Many web sites offer DIY ideas and inspiration. Check Pinterest or do an online search for “DIY Halloween” to get some good ideas. Here are a few:
- Switch out regular light bulbs for colored bulbs
- Throw black sheets over furniture
- Apply glow-in-the-dark paint to pumpkins or gourds.
- Put dead flowers in vases and use them as centerpieces
- Blow up a balloon and drape a sheet over it to make a floating ghost
- Make gravestone shapes out of Styrofoam. Spray paint them gray and write epitaphs in black marker on the front.
- Use a black light to make white objects in your house glow.
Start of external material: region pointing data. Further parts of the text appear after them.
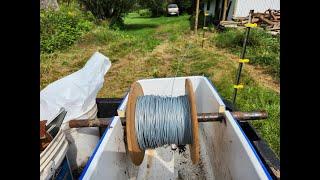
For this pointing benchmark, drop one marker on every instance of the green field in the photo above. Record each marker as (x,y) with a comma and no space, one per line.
(164,47)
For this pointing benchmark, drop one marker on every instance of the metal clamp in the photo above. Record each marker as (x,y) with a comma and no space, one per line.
(251,25)
(244,60)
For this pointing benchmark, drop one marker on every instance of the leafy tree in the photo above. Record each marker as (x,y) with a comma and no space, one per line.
(157,7)
(109,9)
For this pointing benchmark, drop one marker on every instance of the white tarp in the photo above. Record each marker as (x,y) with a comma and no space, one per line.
(76,92)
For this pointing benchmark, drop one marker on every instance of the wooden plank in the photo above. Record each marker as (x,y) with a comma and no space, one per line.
(197,17)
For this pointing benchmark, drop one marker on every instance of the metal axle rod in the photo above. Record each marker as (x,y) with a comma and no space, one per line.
(202,117)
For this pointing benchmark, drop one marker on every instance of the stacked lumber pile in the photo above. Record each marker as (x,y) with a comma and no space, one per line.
(270,20)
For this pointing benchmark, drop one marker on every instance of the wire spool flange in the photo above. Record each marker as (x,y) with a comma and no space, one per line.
(137,154)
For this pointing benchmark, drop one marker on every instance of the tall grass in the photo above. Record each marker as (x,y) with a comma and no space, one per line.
(262,48)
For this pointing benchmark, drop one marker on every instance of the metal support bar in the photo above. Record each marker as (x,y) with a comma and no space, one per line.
(242,57)
(204,25)
(202,117)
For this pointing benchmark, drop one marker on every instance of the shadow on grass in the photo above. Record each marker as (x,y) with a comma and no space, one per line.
(139,26)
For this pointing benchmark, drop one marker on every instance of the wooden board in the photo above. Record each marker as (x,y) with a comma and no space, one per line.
(136,154)
(194,147)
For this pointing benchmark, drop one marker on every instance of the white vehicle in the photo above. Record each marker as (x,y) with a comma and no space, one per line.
(173,9)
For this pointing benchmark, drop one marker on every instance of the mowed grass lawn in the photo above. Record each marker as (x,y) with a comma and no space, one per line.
(164,47)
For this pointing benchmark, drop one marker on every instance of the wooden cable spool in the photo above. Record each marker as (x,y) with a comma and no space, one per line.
(137,154)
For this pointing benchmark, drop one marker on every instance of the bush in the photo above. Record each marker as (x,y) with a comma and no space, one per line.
(200,20)
(144,12)
(60,29)
(262,48)
(110,9)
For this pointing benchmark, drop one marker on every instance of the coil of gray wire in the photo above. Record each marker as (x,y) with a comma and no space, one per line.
(162,120)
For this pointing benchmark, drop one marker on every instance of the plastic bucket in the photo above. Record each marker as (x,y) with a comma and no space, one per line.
(52,157)
(82,141)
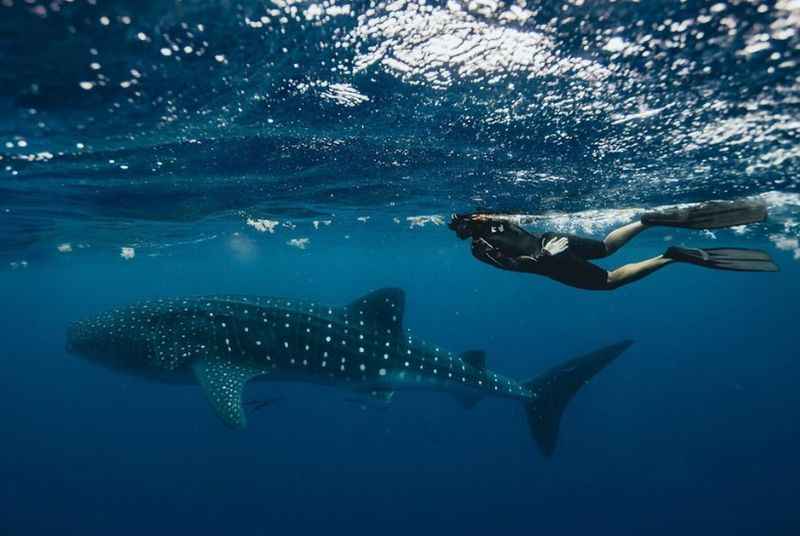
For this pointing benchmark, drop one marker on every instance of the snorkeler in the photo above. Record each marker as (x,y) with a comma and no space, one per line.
(565,258)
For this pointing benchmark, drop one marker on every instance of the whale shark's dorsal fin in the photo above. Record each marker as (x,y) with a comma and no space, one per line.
(223,381)
(475,358)
(383,308)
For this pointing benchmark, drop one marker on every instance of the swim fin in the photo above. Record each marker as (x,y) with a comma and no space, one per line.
(712,215)
(737,259)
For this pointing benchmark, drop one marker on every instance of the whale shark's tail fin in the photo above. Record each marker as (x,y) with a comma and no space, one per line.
(553,390)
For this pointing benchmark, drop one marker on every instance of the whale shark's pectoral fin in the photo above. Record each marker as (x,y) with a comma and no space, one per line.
(382,395)
(223,382)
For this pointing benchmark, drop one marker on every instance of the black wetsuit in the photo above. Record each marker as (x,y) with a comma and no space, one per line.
(501,244)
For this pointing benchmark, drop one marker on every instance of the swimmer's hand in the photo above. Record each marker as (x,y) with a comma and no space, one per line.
(555,246)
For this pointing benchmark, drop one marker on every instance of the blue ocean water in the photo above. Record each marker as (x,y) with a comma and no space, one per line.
(315,150)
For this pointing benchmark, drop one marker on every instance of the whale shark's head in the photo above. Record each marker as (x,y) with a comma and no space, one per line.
(101,340)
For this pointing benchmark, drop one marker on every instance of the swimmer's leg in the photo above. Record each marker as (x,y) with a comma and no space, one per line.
(619,237)
(635,271)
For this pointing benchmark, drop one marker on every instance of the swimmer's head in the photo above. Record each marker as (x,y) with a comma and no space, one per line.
(462,224)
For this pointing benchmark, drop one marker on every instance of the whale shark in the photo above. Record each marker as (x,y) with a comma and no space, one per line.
(223,342)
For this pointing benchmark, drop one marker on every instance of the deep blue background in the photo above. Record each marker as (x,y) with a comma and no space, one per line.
(691,431)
Get Thrifty with Tricks and Treats
Many supermarkets will mark down their candy a few days before Halloween to clear the decks for the November and December holidays. If you are looking to buy candy, make sure to compare prices and go for the cheaper treats. Old-school candy like Tootsie Rolls and Sweet Tarts cost much less than Snickers and Butterfingers. If you really want to buy higher-quality candy, find a store that runs a “buy one, get one free” special for Halloween. You can also make a plan to repurpose candy. Send your kids trick-or-treating earlier, remove the candy they don’t like from their hauls and hand it out to trick-or-treaters that come by your door later at night.
Candy isn’t the only treat you can hand out. Consider cheaper alternatives like popcorn that you can put in decorative bags. You don’t even have to hand out food at all. Kids love scary stickers, bouncy balls or other little toys too. These can be bought in bulk for a fraction of the cost of candy.